Forum Discussion
Home Wifi NAT Type issues
This is due to their upstream network topology... nothing to do with the modem/router.
It was a problem roughly 2 years ago with the Askey modems that had a host of the typical router functions like DMZ, UPnP and Manual port forwarding, DHCP configuration, etc.
As of April 2nd when I went back to a wired ISP to recover full IPv4 functionality again, this had still not been addressed (was still using said Askey, so no... inbound port forwards were still not working, otherwise I would still be subscribing).
If you do a search about it, you will get hits on threads dating back to late 2020, if not further back.
Their choice of XLAT464/CGNAT style approach to handling dual IPv4/v6 stacks causes unsolicited inbound traffic to get filtered/blocked at the outer edges of the network path, well before the packets even make it to your modem. If it is not first established as an outbound connection, it is not allowed in (ie: must follow a stateful tracking approach, no typical peer-to-peer)

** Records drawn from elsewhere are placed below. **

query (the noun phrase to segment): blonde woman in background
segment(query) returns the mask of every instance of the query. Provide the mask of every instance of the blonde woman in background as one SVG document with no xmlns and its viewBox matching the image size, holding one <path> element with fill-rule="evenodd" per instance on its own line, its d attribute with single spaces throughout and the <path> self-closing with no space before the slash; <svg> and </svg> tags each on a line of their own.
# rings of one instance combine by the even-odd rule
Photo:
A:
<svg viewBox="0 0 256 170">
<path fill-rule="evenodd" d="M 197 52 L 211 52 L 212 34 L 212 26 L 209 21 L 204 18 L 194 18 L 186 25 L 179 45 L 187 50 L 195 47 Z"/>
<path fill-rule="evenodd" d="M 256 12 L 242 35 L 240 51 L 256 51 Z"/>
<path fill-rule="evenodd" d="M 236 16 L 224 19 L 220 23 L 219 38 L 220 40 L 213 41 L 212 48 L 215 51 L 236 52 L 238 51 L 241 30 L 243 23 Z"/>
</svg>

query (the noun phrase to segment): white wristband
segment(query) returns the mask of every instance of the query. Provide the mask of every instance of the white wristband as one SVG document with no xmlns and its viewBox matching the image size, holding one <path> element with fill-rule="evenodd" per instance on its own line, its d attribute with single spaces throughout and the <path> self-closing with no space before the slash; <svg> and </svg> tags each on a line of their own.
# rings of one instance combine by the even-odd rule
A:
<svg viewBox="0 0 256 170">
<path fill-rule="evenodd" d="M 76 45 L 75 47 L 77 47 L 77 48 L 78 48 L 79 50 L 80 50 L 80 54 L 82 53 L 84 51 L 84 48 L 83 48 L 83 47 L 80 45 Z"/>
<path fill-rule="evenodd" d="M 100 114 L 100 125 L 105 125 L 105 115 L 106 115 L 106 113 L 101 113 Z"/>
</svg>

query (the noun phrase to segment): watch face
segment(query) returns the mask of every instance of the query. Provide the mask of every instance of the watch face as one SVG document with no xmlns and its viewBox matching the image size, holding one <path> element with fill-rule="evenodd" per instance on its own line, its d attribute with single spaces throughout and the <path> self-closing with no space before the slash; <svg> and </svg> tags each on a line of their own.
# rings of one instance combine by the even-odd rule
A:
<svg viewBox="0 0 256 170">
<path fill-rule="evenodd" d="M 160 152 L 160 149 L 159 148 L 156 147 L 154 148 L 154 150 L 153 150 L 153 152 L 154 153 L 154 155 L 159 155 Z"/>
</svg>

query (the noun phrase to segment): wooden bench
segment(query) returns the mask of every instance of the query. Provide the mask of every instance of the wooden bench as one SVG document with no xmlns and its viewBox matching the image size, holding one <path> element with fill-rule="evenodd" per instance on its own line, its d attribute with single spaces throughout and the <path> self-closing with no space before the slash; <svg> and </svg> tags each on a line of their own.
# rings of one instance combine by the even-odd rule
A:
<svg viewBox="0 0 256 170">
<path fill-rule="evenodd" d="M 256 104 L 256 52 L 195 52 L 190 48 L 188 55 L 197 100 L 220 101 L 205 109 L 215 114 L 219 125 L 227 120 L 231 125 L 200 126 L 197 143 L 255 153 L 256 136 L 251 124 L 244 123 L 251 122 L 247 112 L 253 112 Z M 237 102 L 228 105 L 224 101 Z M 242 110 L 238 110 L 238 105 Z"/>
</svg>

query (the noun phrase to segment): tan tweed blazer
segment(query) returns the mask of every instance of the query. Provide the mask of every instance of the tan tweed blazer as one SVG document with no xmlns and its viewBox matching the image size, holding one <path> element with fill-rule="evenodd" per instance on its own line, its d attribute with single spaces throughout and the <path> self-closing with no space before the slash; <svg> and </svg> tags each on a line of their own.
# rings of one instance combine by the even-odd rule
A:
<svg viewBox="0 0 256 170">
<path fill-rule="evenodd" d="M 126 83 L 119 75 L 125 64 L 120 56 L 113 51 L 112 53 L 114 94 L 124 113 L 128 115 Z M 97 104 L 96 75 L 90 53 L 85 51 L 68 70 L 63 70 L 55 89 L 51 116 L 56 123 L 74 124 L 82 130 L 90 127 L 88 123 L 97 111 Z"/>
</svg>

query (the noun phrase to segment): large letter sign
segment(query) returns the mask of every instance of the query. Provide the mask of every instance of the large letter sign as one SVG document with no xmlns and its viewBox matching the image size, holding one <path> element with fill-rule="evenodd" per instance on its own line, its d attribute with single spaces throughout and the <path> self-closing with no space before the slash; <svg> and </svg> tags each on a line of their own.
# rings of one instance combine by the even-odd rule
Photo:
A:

To date, the most viable workaround has basically been to use a VPN... but even that needs some specific configuration for some scenarios because you would need P2P support, as well as a reserved IP for it to work properly (which can ramp up the cost).
You may be able to sort of "trick" a console by going through a standalone router first. The console will report NAT-2/restricted if the ports are forwarding on that router, but that does not mean the communication will actually flow properly. P2P style applications may still misbehave because of what is happening upstream in the upper network layers.